The three roles a remote can play in your local clone:
| Remote name | What it points at | Read or write? |
|---|---|---|
| `upstream` | The canonical project you're contributing to | Read (you fetch from it) |
| `github-fork` (or `fork`) | Your personal copy you push to | Write (you push to it) |
| `origin` | Optional: a private mirror you control (forgejo / gitea / codeberg / sourcehut) | Read + write |
This scaffold's `settings.nix` declares all three via `git.remotes`;
the bootstrap script wires them into the local bare repo so every
worktree sees the same set automatically. See
[remotes.md](remotes.md) for topology patterns.
## Prerequisites (per project)
1. **Fork** the upstream repo on the relevant host.
2. **Set your fork URL** in `settings.nix`:
```nix
git.remotes.fork = "https://github.com/<your-username>/lnbits";
```
Use the SSH form (`git@github.com:<your-username>/lnbits.git`) if
you've set up SSH push.
3. **Bootstrap** (or re-bootstrap).
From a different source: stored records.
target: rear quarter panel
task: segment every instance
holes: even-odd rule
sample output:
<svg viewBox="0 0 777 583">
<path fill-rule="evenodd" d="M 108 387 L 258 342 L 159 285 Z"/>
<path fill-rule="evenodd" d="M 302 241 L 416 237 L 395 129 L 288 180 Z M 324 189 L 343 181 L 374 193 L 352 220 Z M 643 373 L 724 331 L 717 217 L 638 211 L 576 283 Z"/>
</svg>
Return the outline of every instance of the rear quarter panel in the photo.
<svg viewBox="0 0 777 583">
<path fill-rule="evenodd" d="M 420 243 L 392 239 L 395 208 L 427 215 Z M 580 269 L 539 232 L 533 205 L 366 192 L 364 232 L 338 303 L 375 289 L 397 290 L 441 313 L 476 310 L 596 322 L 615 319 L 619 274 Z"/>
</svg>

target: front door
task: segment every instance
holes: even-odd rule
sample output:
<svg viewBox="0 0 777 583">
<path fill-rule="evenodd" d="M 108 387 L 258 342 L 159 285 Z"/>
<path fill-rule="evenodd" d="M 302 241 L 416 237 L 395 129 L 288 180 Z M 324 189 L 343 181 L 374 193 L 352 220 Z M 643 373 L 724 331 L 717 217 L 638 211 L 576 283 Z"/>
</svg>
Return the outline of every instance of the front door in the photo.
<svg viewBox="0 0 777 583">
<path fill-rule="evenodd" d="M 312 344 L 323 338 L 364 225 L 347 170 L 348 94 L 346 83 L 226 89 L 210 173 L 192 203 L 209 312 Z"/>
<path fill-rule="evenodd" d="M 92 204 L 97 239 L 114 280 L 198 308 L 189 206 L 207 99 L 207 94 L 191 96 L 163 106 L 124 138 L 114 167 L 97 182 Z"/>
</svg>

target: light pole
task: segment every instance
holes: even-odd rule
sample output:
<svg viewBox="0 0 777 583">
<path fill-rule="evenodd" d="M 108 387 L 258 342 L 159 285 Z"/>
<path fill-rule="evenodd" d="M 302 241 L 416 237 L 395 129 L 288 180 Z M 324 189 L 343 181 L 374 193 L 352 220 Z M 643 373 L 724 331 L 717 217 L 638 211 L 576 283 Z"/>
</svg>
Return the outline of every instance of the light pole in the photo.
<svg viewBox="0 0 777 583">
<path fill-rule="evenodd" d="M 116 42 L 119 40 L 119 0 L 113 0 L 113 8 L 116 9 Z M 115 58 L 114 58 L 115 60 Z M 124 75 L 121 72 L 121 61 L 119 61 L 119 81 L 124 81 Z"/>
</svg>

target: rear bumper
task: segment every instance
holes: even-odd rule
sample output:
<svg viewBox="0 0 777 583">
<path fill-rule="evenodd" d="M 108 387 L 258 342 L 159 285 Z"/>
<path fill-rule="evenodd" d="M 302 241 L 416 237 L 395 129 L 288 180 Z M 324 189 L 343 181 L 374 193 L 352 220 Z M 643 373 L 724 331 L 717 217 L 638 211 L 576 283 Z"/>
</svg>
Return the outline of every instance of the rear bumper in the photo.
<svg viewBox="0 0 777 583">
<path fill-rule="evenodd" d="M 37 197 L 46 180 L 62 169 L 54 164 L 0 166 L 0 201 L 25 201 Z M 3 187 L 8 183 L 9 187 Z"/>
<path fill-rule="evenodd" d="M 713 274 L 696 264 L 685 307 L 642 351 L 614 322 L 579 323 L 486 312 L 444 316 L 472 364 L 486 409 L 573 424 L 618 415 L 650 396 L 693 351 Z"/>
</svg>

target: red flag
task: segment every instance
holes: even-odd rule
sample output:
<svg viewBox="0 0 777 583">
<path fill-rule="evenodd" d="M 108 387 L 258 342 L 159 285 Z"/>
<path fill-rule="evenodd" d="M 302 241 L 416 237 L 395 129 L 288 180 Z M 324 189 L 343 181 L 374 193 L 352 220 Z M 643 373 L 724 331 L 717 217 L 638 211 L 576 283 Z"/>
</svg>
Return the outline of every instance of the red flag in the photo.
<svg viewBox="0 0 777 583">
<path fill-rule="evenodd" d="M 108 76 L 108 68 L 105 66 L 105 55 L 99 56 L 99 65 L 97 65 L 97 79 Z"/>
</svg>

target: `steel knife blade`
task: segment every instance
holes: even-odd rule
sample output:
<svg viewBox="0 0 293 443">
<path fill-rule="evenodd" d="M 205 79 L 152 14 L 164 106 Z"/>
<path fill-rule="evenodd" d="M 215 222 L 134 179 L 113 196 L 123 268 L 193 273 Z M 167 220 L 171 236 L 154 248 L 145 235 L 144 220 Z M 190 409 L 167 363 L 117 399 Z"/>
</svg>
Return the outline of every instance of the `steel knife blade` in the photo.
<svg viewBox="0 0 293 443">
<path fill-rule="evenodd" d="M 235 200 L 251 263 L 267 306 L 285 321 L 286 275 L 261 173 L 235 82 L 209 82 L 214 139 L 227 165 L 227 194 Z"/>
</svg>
The (planned) bootstrap script
adds the `github-fork` remote to the bare repo at
`~/dev/repos/lnbits.git`.
Verify the remotes are wired:
```sh
git -C ~/dev/repos/lnbits.git remote -v
```
Expected at minimum:
```
upstream https://github.com/lnbits/lnbits (fetch / push)
github-fork https://github.com/<your-user>/lnbits (fetch / push)
```
If `origin` is set, it points at your private remote (forgejo etc.).
## Workflow
### 1. Create the PR branch
```sh
prb lnbits fix-invoice-validation
```
The (planned) `prb` helper:
- `git fetch upstream`
- creates branch `fix-invoice-validation` off `upstream/main`
- adds a worktree at `~/dev/upstream-prs/lnbits-fix-invoice-validation`
- sets the worktree's push target to your fork (`github-fork`)
### 2. Make changes
```sh
cd ~/dev/upstream-prs/lnbits-fix-invoice-validation
# … edit, test, commit …
git commit -am "Fix invoice validation for zero-amount invoices"
```
### 3. Push to your fork + open the PR
```sh
git push -u github-fork fix-invoice-validation
```
git prints a URL to open the PR. Alternatively, with the GitHub CLI:
```sh
gh pr create --base main --head <your-username>:fix-invoice-validation
```
(Use the project's preferred target branch — for `lnbits/lnbits` it's
`dev`, not `main`. See [lnbits-upstream-flow.md](lnbits-upstream-flow.md).)
### 4. Iterate on review
Push more commits to the same branch — the PR updates automatically.
Don't force-push unless you've squashed/rebased deliberately.
### 5. After merge — clean up
```sh
prc lnbits fix-invoice-validation
```
The (planned) `prc` helper removes the worktree and prunes the local
branch. On the web UI, click "Delete branch" on the merged PR to
remove your fork's copy too.
## Common pitfalls
- **PR target branch.** Many projects (including `lnbits/lnbits`)
accept PRs against `dev`, not `main`. Read the project's
CONTRIBUTING file or its branch-model reference before opening.
- **Stale branches on your fork.** They accumulate forever if you
don't clean up. `prc` handles the local side; the web UI handles
the fork side.
- **Commits drifting onto your fork's `main`.** Keep your fork's
`main` strictly in lockstep with `upstream/main`. All feature
work lives in branches.
- **Wrong remote when pushing.** If `git push` defaults to `upstream`
(because that's `origin`), you'll get an access-denied error. The
worktree's tracking remote should be `github-fork`; if not, set it:
`git branch --set-upstream-to=github-fork/<branch>`.